This repository contains a sequence of examples for using PyTorch Lightning and Lhotse, two Python libraries that help with a lot of the necessary plumbing that can otherwise be tricky/time-consuming to take care of yourself (e.g. automatic mixed precision, dynamic batching, etc.).

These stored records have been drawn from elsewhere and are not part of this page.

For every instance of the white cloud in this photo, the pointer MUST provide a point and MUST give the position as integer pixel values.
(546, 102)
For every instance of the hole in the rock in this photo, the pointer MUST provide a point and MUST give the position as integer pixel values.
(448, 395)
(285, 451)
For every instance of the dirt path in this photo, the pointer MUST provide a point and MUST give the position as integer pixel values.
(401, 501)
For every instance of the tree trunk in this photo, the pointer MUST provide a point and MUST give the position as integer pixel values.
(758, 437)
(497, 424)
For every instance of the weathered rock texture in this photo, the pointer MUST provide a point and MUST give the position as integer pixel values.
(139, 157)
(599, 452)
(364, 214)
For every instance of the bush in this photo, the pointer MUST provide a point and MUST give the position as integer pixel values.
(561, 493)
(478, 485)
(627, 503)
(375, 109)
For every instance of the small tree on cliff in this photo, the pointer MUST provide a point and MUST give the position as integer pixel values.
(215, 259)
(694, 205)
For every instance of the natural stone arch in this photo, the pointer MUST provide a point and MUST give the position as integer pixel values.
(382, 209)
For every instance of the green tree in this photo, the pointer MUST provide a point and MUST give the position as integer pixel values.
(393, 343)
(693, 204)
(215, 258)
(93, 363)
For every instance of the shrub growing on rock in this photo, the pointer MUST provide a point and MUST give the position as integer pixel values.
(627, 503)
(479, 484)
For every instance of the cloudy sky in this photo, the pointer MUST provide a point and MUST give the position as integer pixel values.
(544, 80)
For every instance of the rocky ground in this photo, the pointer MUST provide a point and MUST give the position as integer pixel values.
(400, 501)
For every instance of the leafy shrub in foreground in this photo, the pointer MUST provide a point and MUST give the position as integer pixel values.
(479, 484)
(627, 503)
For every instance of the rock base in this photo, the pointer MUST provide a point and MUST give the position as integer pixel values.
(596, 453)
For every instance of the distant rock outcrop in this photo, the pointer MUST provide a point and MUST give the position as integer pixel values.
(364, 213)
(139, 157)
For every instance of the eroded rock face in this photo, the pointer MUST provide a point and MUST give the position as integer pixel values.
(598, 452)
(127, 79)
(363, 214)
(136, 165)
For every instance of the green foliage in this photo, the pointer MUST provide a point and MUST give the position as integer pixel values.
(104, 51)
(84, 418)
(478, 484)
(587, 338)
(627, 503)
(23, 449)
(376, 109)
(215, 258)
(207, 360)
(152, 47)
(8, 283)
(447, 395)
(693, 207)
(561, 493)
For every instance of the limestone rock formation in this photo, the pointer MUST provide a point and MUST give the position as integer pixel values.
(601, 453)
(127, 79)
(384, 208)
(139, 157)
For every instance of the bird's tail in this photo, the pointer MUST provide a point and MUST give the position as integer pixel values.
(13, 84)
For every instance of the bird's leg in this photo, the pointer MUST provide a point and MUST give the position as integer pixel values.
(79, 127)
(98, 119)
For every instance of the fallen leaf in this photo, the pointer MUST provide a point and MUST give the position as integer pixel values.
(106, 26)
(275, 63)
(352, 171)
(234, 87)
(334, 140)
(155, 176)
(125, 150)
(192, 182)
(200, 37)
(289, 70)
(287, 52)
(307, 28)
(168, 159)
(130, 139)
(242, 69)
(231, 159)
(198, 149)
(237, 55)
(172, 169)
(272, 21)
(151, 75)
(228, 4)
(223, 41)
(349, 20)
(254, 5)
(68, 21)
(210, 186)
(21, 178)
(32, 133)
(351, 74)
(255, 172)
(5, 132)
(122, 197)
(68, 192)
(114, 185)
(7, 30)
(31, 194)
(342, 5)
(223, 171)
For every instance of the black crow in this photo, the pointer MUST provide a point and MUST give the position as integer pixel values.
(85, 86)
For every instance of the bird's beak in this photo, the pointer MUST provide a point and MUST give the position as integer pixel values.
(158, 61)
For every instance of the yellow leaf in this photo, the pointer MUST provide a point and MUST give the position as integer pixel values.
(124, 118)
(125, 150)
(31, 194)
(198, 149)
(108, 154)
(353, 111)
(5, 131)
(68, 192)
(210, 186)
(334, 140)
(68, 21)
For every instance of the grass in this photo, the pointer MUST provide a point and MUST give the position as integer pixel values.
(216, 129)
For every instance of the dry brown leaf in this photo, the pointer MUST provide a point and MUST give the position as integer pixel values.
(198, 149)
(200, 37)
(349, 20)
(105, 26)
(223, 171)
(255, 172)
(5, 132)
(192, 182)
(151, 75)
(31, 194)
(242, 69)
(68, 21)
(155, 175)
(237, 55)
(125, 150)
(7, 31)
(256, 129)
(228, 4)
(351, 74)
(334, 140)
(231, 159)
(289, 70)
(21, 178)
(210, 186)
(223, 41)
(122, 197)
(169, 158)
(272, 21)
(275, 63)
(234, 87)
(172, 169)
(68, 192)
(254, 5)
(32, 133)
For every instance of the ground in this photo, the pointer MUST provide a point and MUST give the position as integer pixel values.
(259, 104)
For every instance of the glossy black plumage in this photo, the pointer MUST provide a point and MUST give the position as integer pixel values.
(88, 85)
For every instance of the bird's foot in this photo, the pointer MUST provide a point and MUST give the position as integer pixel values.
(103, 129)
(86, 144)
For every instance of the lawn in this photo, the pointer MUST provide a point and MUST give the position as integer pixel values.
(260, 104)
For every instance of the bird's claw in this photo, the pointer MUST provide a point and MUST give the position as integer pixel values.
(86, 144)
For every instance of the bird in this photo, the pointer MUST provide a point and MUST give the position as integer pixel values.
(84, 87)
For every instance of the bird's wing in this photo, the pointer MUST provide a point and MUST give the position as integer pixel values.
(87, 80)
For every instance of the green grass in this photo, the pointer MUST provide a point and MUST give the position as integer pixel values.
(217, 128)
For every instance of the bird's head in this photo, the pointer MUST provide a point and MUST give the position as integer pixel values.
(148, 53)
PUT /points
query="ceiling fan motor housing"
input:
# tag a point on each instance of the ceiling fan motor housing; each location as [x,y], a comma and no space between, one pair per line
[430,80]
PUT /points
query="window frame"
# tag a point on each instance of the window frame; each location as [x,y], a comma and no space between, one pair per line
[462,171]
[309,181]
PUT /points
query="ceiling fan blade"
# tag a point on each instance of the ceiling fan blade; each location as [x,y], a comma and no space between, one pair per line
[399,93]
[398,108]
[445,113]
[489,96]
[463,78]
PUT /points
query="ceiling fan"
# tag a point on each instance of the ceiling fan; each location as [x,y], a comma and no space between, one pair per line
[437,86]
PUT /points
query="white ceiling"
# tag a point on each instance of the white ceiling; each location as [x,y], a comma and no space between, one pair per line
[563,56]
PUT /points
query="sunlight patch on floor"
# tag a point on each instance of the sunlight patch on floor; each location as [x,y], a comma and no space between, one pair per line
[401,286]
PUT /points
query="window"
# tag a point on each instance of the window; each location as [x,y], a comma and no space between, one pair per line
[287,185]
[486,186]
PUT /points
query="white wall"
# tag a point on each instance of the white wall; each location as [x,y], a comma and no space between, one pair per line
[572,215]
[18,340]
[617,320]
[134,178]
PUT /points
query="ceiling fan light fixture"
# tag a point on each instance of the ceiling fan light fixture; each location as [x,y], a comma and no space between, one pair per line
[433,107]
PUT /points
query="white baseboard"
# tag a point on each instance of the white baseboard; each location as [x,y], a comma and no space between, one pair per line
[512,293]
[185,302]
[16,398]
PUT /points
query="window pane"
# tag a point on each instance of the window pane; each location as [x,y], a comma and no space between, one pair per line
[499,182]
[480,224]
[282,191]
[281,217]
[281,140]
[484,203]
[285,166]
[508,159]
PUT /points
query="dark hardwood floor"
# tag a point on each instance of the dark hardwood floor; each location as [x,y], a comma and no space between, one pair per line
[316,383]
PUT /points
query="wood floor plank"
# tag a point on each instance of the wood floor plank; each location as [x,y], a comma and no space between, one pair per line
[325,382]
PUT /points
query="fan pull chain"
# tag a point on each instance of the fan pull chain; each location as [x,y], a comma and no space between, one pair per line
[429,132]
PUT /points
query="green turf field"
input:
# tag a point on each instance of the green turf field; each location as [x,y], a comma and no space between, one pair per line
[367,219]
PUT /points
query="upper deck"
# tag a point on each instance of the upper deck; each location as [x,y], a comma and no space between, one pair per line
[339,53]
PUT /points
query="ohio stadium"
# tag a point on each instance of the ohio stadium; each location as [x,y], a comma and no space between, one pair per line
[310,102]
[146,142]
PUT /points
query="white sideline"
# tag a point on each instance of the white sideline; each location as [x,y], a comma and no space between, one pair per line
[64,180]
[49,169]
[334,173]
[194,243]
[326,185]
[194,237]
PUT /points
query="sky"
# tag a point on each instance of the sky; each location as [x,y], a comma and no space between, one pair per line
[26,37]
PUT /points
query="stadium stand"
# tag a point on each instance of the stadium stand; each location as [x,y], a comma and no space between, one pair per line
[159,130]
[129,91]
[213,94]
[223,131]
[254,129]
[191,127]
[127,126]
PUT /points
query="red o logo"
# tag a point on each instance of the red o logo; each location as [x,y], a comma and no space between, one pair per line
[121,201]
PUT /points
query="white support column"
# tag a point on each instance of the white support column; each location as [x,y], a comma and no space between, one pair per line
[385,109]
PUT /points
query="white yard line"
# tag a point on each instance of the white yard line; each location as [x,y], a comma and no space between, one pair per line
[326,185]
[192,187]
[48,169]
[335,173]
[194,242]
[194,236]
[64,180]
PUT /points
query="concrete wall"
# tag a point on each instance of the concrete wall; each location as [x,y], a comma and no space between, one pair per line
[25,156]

The examples are split between Google Colab notebooks in notebooks
(e.g. notebooks/01_mwe.ipynb
) and Python script in the root directory (e.g. train_mwe.py
).
The notebooks contain a lot of prose aimed at newcomers and builds up a component-by-component introduction towards a given Python script (e.g. everything you need to understand train_mwe.py
is found in 01_mwe.ipynb
).
We'll be using the latest stable versions of various packages as of early June 2023:
# For minimal working example in train_mwe.py
torch==2.0.1
torchaudio==2.02
lightning==2.0.2
lhotse==1.14.0
# For extras in train_mwe-extras.py and trainlnl.py
jiwer==3.0.2
pandas==2.0.2
hydra-core==1.3.2
wandb==0.15.4
torchinfo==1.8.0
You can create and activate a conda environment at in the env
directory from the env.yaml
file using:
conda env create --prefix ./env --file env.yaml
conda activate ./env
If you have docker and docker-compose you can also launch a container using:
docker compose run lnl-examples
Once you've set up this environment (and optionally read the corresponding notebook), you can run a given example as:
python train_mwe.py
# or extras
python train_mwe-extras.py
# To run without Weights & Biases configured
wandb disabled
python train_lnl.py \
lnl.wnb_project=null \
lnl.wnb_run=null
# To run with Weights & Biases configured
wandb enabled
python train_lnl.py \
lnl.wnb_project=my_project \
lnl.wnb_run='test run train_lnl.py'
# Use Hydra CLI overrides to change/add configs (see defaults in configs folder):
python train_lnl.py \
lnl.wnb_project=my_project \
lnl.wnb_run='test run train_lnl.py' \
trainer.precision='16-mixed' \
+trainer.gradient_clip_val=0.5